Paymob, the Egyptian fintech startup, has raised $50 million funding led by PayPal Ventures, Kora Capital, and Clay Point.

The round was joined by new investors including Helios Digital Ventures, British International Investment (formerly the CDC Group), Nclude, and three Egyptian banks. Existing investors from its $18.5 million Series A last April — A15, FMO, and Global Ventures strengthened their commitment.

The new funding takes Paymob’s total funding since inception to $68.5 million.

Founded in 2015 by Alain El Hajj, Islam Shawky and Mostafa Menessy , Paymob is a digital payments enabler for emerging markets helping small and large enterprises accept payments online and in-store.

The different payment options for businesses include bank cards, mobile wallets, QR payments, bank cards’ installments, BNPL, and consumer finance payment options. Paymob also has a POS solution for offline merchants where they can receive in-store card payments.

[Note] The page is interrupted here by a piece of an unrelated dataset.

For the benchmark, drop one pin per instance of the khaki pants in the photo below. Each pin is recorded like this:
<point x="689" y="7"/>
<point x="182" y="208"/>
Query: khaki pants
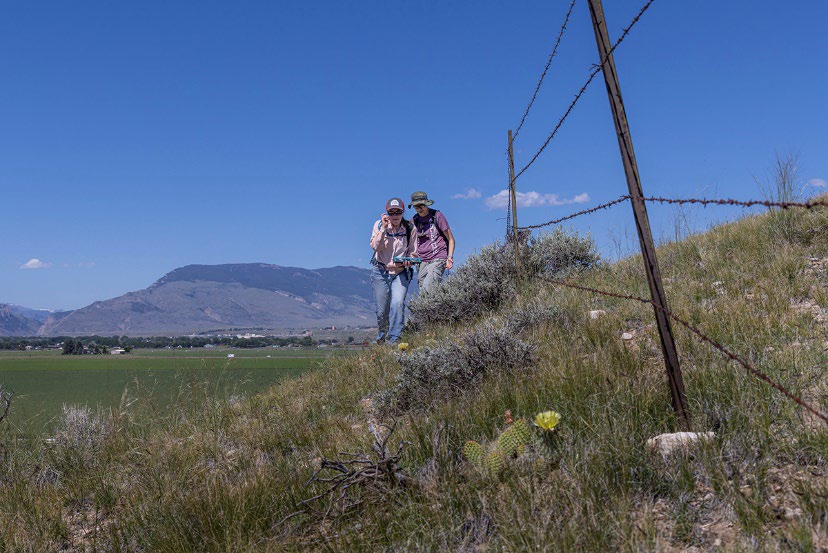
<point x="430" y="273"/>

Commenting CEO Shawky says: “Our mission is that we want to help the merchants grow. So together we offer merchants, whether an SME or an international brand, the ability to accept all those payment methods and thus, increasing the probability and enhancing the probability for them to purchase and hopefully grow the revenue.”

Last year, Paymob had over 35,000 local and international merchants using its payment gateways like Swvl, LG, Breadfast, and Homzmart. This merchant number, which now includes the likes of Vodafone, LG, Virgin, Chalhoub Group, and Decathlon, has tripled to over 100,000.

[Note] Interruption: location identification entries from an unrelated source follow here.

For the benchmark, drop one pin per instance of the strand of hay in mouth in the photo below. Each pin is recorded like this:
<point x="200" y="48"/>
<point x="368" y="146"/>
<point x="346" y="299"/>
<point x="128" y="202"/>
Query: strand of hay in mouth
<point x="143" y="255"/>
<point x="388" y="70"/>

“Paymob shares our mission and ambition of advancing digital payments adoption – it has made impressive strides in supporting the growth and success of underserved SMBs,” said Ashish Aggarwal, the director at co-lead investor PayPal Ventures, in a statement.

According to Nitin Saigal, the Kora Management founder, Paymob is “innovating at scale in the offline merchant acquiring and online payment gateway space as Egypt and the Middle East transition from being primarily cash-led to a digital heavy mode of transacting.”